Broghman stood on the corner of that dusty little town, watching grasshoppers sweeping over the hot blue sky in a curtain.

The bank was across the street. A stolen automobile, its motor still running warm, was parked in front of it. He’d parked it there with his own hands and then strode across the searing hot asphalt to stand here on this corner, sweating, thinking, knowing that there was something ahead of him that he wanted.

He wasn’t certain what it was. Maybe it was in the bank. Maybe it had to do with guns, power, danger and—something else.

The gun was heavy in its leather nest under his arm.

Something he wanted for a long time. What? Something he wanted.

A woman walked along with a slow, thoughtful walk. Her eyes went through him, away, and then slid back again to make a man of him, up and down, and her red lips parted as if she knew his mind. Broghman swallowed thickly, trying to look away.

She stood there, eyes narrowing. Then, she revolved slowly, put one foot after the other with a sort of measured rhythm, and went away with her hair like long fire on her neck, and her eyes like amber metal that could catch emotion and keep it there.

Broghman’s stomach muscles lay down like crouching animals. He began to walk. Across the streaming street, up the high curb. His big ears pricked, alert. There—the car motor, still muttering inside its casing. Now into the cool cavern of the bank. Cool expanse of marble. Shining cages that kept domesticated animals inside them with cool green money at their pale, domesticated fingertips.

Broghman lifted the dead weight of the gun, fitted into his calloused hand.

From there on, things resolved into slow, sludgy, underwater gestures of people suspended in a slow motion film.
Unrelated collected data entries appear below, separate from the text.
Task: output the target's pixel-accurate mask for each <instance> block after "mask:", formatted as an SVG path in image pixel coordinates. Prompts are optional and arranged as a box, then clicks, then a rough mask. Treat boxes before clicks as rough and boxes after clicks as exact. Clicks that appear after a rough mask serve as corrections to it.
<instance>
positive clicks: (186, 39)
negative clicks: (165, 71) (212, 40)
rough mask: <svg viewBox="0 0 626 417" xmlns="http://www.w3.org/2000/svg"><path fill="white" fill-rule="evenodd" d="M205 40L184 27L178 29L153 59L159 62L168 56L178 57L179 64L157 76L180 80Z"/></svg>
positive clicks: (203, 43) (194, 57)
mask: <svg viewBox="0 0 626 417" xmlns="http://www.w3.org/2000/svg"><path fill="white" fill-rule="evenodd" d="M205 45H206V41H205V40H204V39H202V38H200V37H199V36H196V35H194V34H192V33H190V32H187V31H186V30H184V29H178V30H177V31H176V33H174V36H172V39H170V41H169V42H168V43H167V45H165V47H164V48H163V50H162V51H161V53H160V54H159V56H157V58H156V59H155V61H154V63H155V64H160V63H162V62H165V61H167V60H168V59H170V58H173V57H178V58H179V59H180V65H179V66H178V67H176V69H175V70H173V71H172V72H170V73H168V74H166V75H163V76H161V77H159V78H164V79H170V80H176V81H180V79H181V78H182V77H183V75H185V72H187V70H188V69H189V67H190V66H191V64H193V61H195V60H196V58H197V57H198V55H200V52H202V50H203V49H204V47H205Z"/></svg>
Lazily, his face slowly shading white under the regular pallor of his skin, the little teller shifted a slow hand to money stacked in green stratas, extracted it sluggishly, shoved it gradually forward until it sank with agonizing lack of gravity into Broghman’s palm. He pocketed the money. It took what seemed like three minutes to do it.

Then things speeded up to triple action. An alarm gong was like a kick of adrenalin setting things into blurred quickness. Echoes of the gong jumped back from marble cliffs, warning.
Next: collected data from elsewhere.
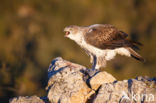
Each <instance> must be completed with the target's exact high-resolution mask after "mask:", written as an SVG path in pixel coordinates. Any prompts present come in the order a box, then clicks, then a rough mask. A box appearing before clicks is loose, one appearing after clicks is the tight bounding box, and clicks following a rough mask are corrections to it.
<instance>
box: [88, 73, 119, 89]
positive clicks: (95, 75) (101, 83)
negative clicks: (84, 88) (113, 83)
mask: <svg viewBox="0 0 156 103" xmlns="http://www.w3.org/2000/svg"><path fill="white" fill-rule="evenodd" d="M115 80H116V79H115V78H114V77H113V76H112V75H111V74H109V73H107V72H105V71H103V72H99V73H97V74H96V75H95V76H93V77H92V78H91V79H90V81H89V83H90V86H91V88H92V89H94V90H97V89H98V88H99V87H100V86H101V84H103V83H111V82H113V81H115Z"/></svg>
Broghman ran across smooth stone acres. People shouted. Everything whirled hotly in his eyes when the sun struck him as he entered the daylight.
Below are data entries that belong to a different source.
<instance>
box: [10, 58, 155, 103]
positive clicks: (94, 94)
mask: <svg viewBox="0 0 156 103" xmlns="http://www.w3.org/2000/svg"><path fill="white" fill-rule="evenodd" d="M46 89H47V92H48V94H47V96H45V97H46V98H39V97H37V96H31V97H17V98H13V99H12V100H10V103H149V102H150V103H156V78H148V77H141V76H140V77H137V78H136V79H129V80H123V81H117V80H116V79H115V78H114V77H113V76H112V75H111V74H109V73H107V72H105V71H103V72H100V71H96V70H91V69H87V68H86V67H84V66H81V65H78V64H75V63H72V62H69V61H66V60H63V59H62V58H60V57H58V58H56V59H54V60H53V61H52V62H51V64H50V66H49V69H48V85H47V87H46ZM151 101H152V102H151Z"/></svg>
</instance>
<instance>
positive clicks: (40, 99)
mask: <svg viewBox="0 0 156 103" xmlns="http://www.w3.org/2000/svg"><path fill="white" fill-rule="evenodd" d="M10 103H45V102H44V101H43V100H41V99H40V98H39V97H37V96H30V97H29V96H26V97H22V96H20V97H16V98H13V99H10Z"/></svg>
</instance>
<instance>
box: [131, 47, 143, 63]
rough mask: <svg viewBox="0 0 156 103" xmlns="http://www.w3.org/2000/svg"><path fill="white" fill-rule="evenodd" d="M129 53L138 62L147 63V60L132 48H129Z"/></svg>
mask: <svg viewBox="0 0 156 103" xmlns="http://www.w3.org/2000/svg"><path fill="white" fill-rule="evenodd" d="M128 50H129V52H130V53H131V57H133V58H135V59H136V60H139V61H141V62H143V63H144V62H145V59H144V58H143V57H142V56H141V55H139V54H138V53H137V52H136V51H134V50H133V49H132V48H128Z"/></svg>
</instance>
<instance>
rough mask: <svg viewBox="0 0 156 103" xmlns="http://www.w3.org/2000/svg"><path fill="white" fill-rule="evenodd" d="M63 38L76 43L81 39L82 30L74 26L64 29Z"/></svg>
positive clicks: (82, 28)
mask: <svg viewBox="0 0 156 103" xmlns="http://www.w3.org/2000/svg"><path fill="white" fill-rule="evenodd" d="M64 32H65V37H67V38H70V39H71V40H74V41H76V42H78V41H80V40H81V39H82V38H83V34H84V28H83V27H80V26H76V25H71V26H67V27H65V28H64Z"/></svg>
He didn’t know if it was the sun or not, but when he twisted the car door open, he pulled back and gasped.

She waited for him in the car.

That woman with the hair like long fire and the eyes like yellow metal, who’d walked by him a few minutes ago, looking into him and knowing him and walking on. Her hard fingers gripped the steering wheel, so that the knuckles stood out whitely.

Recovering, he swung sideways into the seat, poking the gun. “Get out!”

“No,” she said it simply, and meant it.

He pushed the gun further, against her white blouse.

“I said get out!”

Her answer was to engage the gears, jump the accelerator, thrusting the car away from the curb, shrieking rubber. She flushed the car to seventy miles an hour before he knew what she was doing. He had glimpses of darting trees, spinning signs, buildings, with her voice biting through it all:

“I’m driving! Wherever you want to go, I’m driving!”

Sitting there, the color rose in his protruding cheekbones. He glanced back at the vanishing main street. “Move fast, that’s all. Take Highway 43.”

“Don’t be dumb,” she snapped it back at him. “That’s a graveyard road. We’ll go my way. I know this damned burg inside and out, like a book.”

He realized he was shuddering, and had to clasp his knees, bending to ease the sick pain in his belly, as if he’d been shot.

“What’s wrong?” she said. “They get you?”

“No.” He made himself straight. “I’m all right. I imagine things. Stomach. Like a hot hole in it. Guh.”